One by one, Yee confronts each of the Eight Dragons by posing as a waiter and an art dealer. For the most part, he demands their map pieces and either that they surrender or remain free to live their lives, as he prefers peaceful resolutions. One of the bandits has a sick son and a blind mother. Sadly, the bandits' greed for the treasure results in a fight to the death for a member's piece of the map. Yee is captured by one of the bandits but escapes without the map pieces. He returns the next day, disposes of his captors and recovers his pieces. Unfortunately, he is severely injured in the process.

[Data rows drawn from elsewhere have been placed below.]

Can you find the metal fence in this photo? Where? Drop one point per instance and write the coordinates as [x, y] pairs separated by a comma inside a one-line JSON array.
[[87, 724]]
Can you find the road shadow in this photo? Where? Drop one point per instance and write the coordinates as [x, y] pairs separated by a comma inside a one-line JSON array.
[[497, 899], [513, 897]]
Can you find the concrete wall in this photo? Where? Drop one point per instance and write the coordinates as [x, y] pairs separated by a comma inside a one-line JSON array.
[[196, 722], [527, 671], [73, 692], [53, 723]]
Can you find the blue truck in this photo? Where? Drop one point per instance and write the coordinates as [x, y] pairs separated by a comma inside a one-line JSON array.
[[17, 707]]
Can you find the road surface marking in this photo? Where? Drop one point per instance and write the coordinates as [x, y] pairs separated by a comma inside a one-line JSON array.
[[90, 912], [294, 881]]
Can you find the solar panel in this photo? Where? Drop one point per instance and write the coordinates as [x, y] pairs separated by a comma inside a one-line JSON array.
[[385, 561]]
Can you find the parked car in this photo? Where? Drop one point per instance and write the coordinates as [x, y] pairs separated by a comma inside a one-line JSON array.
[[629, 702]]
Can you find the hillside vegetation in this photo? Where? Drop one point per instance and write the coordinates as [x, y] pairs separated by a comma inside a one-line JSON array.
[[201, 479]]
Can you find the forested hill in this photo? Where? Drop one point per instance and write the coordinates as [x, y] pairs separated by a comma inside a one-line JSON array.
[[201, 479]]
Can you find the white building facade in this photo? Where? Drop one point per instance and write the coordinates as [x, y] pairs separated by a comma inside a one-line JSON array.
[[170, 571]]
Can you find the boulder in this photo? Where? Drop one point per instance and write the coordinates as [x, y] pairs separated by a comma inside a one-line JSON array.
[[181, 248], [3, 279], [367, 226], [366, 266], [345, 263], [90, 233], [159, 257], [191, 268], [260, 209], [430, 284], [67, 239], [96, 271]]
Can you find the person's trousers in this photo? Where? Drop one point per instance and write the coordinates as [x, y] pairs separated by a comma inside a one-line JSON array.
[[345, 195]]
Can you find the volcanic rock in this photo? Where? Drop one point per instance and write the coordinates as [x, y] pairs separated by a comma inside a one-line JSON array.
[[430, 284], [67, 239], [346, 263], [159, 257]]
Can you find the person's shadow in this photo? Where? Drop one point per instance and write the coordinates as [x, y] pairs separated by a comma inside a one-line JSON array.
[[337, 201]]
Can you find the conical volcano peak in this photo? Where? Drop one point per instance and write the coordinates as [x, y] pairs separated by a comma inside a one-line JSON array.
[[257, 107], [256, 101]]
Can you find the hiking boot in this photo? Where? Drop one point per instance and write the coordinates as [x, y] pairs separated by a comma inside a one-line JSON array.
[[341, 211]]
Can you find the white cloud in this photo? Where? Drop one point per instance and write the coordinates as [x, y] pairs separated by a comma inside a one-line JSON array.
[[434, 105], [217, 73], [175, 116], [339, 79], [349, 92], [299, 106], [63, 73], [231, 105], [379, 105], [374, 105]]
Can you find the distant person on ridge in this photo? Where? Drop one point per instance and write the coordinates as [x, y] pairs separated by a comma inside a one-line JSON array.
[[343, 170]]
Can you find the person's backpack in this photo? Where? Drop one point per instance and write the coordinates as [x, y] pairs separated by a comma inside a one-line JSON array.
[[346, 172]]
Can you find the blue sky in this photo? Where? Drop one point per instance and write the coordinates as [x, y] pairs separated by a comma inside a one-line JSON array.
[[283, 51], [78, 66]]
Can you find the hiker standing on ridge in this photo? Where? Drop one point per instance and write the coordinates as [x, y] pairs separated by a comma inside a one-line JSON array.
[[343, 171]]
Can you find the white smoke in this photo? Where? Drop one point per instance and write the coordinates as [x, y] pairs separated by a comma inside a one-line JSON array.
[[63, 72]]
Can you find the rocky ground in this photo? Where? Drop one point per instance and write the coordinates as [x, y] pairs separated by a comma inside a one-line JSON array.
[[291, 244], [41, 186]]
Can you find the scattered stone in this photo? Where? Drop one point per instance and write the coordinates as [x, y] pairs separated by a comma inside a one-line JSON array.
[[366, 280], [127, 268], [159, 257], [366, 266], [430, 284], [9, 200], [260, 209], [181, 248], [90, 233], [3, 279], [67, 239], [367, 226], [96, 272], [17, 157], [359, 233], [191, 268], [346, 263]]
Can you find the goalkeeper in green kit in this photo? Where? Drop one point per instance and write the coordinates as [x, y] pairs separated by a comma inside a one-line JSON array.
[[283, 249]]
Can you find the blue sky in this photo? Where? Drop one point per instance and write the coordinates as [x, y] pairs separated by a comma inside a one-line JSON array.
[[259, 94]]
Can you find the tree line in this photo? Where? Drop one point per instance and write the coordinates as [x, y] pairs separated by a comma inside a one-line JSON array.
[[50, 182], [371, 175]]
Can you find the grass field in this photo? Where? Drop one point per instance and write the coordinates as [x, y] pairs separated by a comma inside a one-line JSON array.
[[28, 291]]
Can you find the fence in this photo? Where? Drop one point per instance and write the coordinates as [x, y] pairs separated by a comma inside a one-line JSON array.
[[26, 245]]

With a knife embedded in his back, Yee stumbles into the woods until he passes out. He wakes up in the house of a girl named Jade (Doris Lung) whom he previously saved from being assaulted. She nurses him back to health. The recovery process proves slow; Yee not only needs to mend his body, but also regain his kung-fu prowess. Unbeknownst to the two, Jade's father (Wong Hap), who assists in Yee's recovery, is the head of the Eight Dragons, and a final showdown between him and Yee is inevitable. Initially, he figures out who Yee is and contemplates killing him, but after seeing that his daughter is in love with Yee, begins to rethink his role in the treasure hunt. The second in command of the Eight Dragons, Lo Lieh, arrives as the reunion is close, and insists that they kill Yee before he arrests them. The chief says he is dropping out of the operation, refuses to kill Yee and offers his part of the map to be left alone. Despite this, Lieh kills him and takes the piece. Yee and Jade hunt down Lieh to retrieve the map and avenge her father's murder.

==Cast==
- Tao-liang Tan as Fong Yee
- Lo Lieh as Scarred Dragon, member of The Eight Dragons
- Wong Hap as Chief Dragon
- Doris Lung as Jade
- Kam Kong as Chang Fang
- Lo Dik as Doctor, leader of The Eight Dragons
- Tsai Hung as White eyebrows, member of The Eight Dragons
- Ouyang Sha-fei as Chang Fang's mother
- Lung Fei as member of The Eight Dragons
- Tsang Chiu as Chun-Wei

==Music==
The film's music was composed by Fu Liang Chou under the name of Chow Fook-Leung. Pieces of John Barry's 1974 score to The Man with the Golden Gun can be heard throughout the film.